Hello everyone,
I thought I'd share some information about some experiments and observations I have made recently. If any Keil staff is reading this: Here's a great opportunity to improve your product (i.e. make it generate smaller and faster code).
I am working with an AT91SAM7S, which features early termination of multiplication instructions, i.e. multiplications take between 2 and 5 CPU cycles depending on number of significant bits of the second multiplicand (Rs in the ARM architecture manual, which already mentions the possibility of this feature and states that early termination must be implemented using Rs and not using Rm).
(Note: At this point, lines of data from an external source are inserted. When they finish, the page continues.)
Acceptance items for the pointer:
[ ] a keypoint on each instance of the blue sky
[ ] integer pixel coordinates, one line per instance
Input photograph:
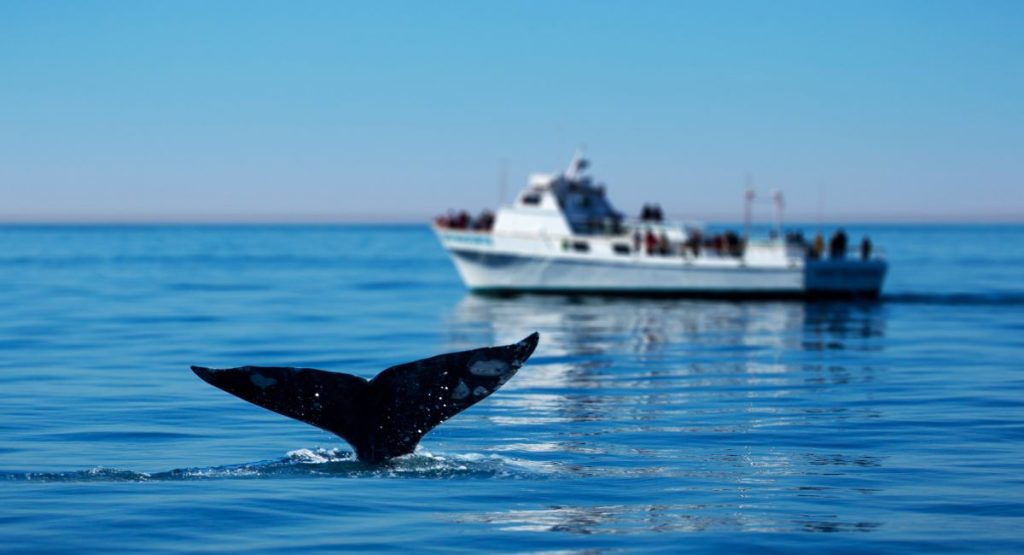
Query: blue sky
(327, 111)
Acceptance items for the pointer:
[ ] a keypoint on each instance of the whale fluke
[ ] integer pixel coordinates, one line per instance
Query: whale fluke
(384, 417)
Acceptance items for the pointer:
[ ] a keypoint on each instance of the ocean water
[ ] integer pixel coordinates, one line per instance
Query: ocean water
(638, 425)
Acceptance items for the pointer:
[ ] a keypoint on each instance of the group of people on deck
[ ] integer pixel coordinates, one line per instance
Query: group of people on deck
(838, 246)
(462, 220)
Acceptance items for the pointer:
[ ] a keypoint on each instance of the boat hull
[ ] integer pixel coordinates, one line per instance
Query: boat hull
(496, 272)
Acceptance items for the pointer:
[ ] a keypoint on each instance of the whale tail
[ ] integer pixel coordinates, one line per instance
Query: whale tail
(384, 417)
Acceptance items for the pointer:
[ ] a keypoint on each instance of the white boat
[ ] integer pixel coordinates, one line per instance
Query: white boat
(562, 236)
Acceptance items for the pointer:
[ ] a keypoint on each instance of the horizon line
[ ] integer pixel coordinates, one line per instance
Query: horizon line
(411, 218)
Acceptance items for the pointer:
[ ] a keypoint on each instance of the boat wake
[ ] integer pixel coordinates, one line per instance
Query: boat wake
(316, 463)
(966, 299)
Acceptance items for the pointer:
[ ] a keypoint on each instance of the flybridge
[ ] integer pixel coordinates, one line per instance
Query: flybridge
(562, 235)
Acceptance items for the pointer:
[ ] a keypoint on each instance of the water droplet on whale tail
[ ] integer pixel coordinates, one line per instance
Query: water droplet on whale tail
(384, 417)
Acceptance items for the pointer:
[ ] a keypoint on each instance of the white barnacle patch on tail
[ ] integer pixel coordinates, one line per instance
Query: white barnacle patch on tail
(488, 368)
(261, 381)
(461, 391)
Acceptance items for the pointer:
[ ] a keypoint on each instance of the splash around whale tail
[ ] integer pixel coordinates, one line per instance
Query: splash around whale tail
(384, 417)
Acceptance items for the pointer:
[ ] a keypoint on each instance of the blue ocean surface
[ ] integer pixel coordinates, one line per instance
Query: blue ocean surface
(638, 425)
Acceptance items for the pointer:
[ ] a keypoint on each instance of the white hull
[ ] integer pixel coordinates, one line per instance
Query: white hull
(509, 264)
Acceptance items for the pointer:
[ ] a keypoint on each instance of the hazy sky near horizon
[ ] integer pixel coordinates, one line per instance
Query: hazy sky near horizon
(309, 110)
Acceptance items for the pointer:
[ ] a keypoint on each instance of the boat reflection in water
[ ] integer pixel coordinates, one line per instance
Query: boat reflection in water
(762, 411)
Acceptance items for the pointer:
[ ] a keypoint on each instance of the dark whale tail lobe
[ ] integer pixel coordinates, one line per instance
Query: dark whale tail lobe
(384, 417)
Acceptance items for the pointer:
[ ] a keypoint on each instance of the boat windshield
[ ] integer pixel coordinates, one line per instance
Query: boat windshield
(587, 208)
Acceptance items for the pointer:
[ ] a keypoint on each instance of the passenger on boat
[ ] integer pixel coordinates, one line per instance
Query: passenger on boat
(837, 246)
(819, 246)
(484, 221)
(693, 243)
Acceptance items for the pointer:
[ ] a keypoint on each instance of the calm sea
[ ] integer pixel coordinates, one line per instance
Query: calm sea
(638, 426)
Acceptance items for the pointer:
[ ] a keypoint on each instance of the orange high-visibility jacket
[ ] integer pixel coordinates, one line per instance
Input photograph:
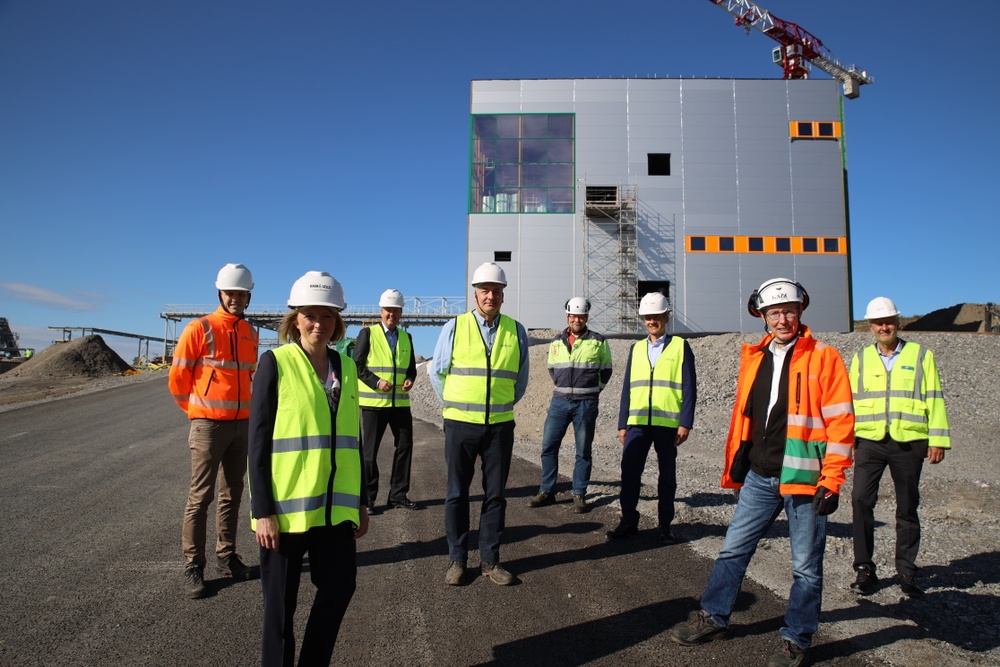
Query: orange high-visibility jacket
(820, 416)
(213, 367)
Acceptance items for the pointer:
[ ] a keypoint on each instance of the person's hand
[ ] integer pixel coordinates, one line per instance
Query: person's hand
(825, 501)
(267, 532)
(363, 528)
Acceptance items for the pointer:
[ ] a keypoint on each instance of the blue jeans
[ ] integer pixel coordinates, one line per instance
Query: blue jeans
(583, 415)
(758, 507)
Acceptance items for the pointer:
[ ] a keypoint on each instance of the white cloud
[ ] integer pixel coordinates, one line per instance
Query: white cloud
(46, 297)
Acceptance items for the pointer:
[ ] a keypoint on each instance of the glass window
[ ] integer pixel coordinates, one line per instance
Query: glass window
(522, 163)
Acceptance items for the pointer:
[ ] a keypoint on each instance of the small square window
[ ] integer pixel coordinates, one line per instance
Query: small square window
(659, 164)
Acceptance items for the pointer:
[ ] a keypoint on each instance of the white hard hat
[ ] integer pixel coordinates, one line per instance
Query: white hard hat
(489, 272)
(774, 291)
(234, 278)
(391, 299)
(880, 307)
(578, 306)
(654, 303)
(317, 288)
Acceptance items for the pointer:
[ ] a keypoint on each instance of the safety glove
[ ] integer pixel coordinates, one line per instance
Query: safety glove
(825, 501)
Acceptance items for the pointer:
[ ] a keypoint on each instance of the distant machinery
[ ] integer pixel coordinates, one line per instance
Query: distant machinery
(799, 48)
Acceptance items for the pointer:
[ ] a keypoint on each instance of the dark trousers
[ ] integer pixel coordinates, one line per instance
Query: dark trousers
(400, 423)
(905, 460)
(638, 440)
(494, 445)
(333, 570)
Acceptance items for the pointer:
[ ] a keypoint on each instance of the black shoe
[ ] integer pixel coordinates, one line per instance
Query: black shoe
(194, 582)
(908, 584)
(622, 531)
(232, 566)
(790, 656)
(667, 538)
(866, 583)
(698, 629)
(542, 499)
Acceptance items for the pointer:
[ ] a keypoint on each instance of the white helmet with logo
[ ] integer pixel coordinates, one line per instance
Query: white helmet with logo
(880, 307)
(317, 288)
(391, 299)
(654, 303)
(234, 278)
(774, 291)
(578, 306)
(489, 272)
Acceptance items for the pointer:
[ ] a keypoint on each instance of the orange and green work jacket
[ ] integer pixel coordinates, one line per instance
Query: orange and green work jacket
(213, 367)
(906, 403)
(390, 365)
(315, 462)
(479, 389)
(820, 432)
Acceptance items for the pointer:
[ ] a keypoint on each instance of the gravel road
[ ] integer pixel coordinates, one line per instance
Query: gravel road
(955, 623)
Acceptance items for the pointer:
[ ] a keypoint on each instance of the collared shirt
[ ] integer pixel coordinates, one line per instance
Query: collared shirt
(889, 360)
(441, 363)
(391, 336)
(778, 354)
(655, 348)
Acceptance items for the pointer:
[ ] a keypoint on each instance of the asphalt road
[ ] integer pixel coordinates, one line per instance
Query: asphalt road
(93, 489)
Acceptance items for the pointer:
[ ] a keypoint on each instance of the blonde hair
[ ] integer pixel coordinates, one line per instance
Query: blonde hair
(288, 330)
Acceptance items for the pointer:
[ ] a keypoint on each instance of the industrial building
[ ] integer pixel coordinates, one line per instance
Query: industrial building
(700, 188)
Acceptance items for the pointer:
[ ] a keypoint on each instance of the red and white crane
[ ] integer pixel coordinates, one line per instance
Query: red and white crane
(799, 48)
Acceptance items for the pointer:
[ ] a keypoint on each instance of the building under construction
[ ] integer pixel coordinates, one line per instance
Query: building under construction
(700, 188)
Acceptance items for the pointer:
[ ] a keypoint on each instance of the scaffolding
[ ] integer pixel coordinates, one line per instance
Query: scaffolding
(610, 259)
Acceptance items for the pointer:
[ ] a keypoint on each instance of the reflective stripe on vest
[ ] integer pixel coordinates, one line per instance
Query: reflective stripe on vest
(301, 458)
(389, 366)
(900, 402)
(655, 393)
(480, 389)
(577, 373)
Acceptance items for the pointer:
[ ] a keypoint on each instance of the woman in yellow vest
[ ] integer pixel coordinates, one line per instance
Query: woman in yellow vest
(305, 472)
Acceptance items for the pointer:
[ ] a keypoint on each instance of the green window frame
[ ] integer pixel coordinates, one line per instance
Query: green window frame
(522, 163)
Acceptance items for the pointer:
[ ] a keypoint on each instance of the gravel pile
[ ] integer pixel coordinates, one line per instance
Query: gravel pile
(955, 622)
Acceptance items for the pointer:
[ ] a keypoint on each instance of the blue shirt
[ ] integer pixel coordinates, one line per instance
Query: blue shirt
(441, 363)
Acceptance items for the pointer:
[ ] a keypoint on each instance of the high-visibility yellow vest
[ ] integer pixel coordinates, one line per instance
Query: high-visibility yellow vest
(655, 393)
(479, 389)
(302, 458)
(389, 366)
(907, 403)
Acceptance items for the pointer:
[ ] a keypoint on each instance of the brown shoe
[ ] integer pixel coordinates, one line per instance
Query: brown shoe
(496, 573)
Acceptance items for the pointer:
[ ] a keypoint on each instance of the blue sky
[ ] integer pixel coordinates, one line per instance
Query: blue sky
(143, 145)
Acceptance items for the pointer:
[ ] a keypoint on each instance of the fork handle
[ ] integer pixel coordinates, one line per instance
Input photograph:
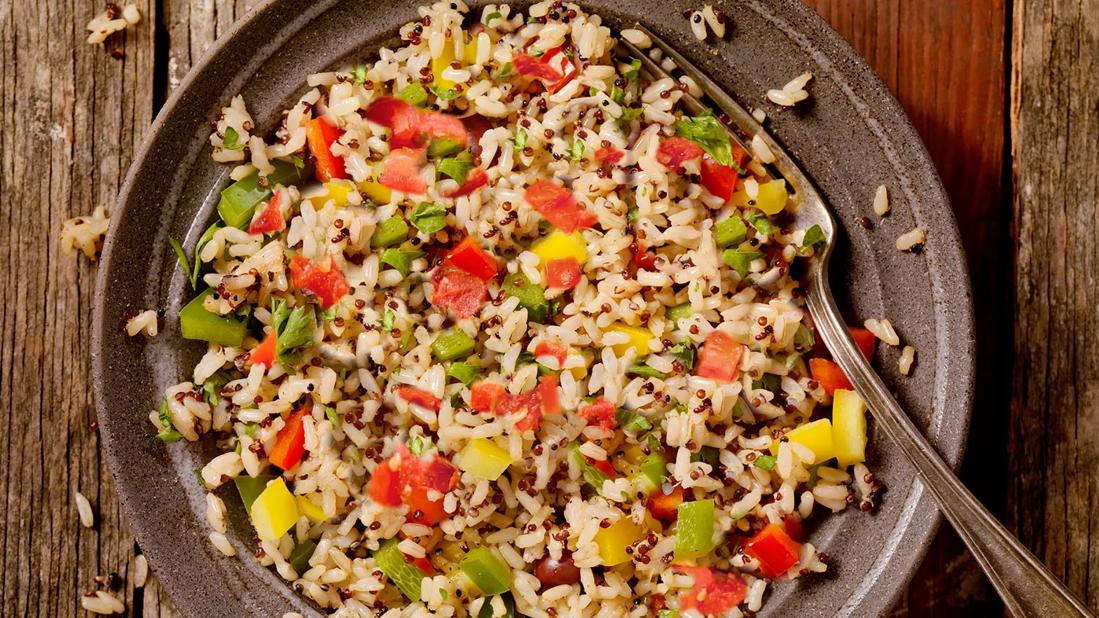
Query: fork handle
(1025, 585)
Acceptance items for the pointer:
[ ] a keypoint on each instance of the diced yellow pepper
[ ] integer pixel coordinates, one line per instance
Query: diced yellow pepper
(339, 191)
(772, 197)
(559, 245)
(613, 541)
(848, 427)
(311, 509)
(639, 339)
(376, 191)
(817, 436)
(484, 459)
(275, 511)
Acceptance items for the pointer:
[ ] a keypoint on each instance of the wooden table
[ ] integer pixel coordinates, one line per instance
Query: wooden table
(1008, 105)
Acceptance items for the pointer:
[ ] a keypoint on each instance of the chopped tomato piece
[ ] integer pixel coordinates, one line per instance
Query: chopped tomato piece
(418, 397)
(664, 506)
(530, 66)
(476, 179)
(402, 170)
(865, 340)
(643, 258)
(719, 179)
(458, 290)
(485, 396)
(289, 442)
(674, 152)
(609, 154)
(558, 206)
(558, 351)
(323, 279)
(829, 375)
(264, 354)
(603, 466)
(321, 133)
(720, 357)
(386, 484)
(600, 412)
(563, 273)
(270, 218)
(775, 550)
(468, 255)
(714, 592)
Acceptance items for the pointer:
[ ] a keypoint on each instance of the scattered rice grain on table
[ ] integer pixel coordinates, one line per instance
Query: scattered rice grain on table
(491, 322)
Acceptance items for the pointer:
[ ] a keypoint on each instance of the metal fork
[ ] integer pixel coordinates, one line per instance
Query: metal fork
(1027, 586)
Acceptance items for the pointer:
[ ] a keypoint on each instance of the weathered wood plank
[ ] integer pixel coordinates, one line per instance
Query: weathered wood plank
(945, 64)
(1054, 445)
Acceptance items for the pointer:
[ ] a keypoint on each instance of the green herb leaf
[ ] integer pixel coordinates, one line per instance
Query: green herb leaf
(739, 260)
(707, 132)
(168, 433)
(766, 462)
(429, 218)
(456, 167)
(759, 221)
(576, 151)
(813, 236)
(445, 94)
(413, 94)
(520, 139)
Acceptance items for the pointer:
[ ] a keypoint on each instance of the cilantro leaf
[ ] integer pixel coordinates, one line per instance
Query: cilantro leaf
(429, 218)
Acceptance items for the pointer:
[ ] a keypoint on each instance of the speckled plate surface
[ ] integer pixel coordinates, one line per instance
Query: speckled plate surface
(850, 136)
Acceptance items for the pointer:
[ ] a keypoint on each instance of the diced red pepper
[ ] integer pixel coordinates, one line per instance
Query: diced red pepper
(719, 179)
(269, 219)
(418, 397)
(600, 412)
(323, 279)
(558, 206)
(775, 550)
(402, 170)
(476, 179)
(829, 375)
(289, 442)
(320, 134)
(558, 351)
(720, 357)
(468, 256)
(674, 152)
(609, 154)
(485, 396)
(264, 354)
(458, 290)
(714, 592)
(564, 273)
(386, 484)
(865, 340)
(664, 506)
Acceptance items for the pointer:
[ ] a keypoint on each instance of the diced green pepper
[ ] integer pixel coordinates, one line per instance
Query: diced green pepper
(729, 232)
(531, 296)
(402, 573)
(453, 343)
(400, 260)
(463, 372)
(299, 558)
(250, 487)
(239, 200)
(197, 322)
(678, 312)
(389, 232)
(487, 572)
(694, 528)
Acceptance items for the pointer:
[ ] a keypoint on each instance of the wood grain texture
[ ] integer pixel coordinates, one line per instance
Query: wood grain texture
(1054, 440)
(945, 64)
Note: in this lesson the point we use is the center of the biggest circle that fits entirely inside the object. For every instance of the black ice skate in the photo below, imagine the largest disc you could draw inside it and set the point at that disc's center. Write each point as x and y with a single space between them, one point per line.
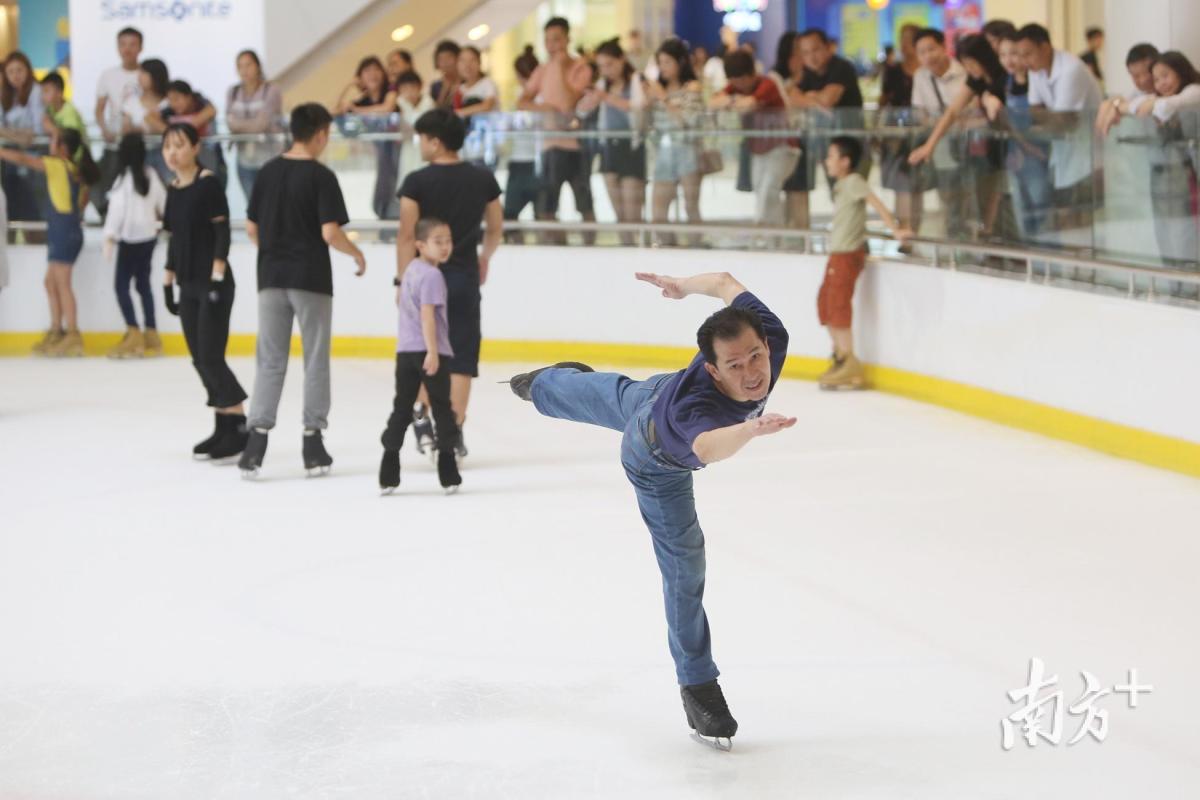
252 456
709 715
232 440
316 461
423 431
202 451
448 471
389 471
522 384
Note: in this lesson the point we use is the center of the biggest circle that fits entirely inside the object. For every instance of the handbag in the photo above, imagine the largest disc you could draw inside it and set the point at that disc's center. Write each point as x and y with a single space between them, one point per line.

The test program is fairly simple: It multiplies a signed integer variable (32 bit) with a constant with few significant bits (170, which fits in 8 bits, or 45839 (0xB345), which fits in 16 bits.
volatile signed int vol_var1 = 0x12345678; volatile signed int vol_var2 = 0x98765432; volatile signed int vol_var3 = 0xDEADBEEF; volatile signed int vol_var4 = 0xDECAFBAD; int main(void) { const signed int multiplicand = 170; vol_var1 = multiplicand * vol_var1; vol_var2 = multiplicand * vol_var2; vol_var3 = multiplicand * vol_var3; vol_var4 = multiplicand * vol_var4; vol_var1 = vol_var1 * multiplicand; vol_var2 = vol_var2 * multiplicand; vol_var3 = vol_var3 * multiplicand; vol_var4 = vol_var4 * multiplicand; for(;;); return(0); }
What I have observed is that if multiplicand is 170, the compiler performs the multiplications with three shift/add operations (taking 3 cycles), even though a regular MUL would only take two cycles (and one register, which could be re-used in each multiplication).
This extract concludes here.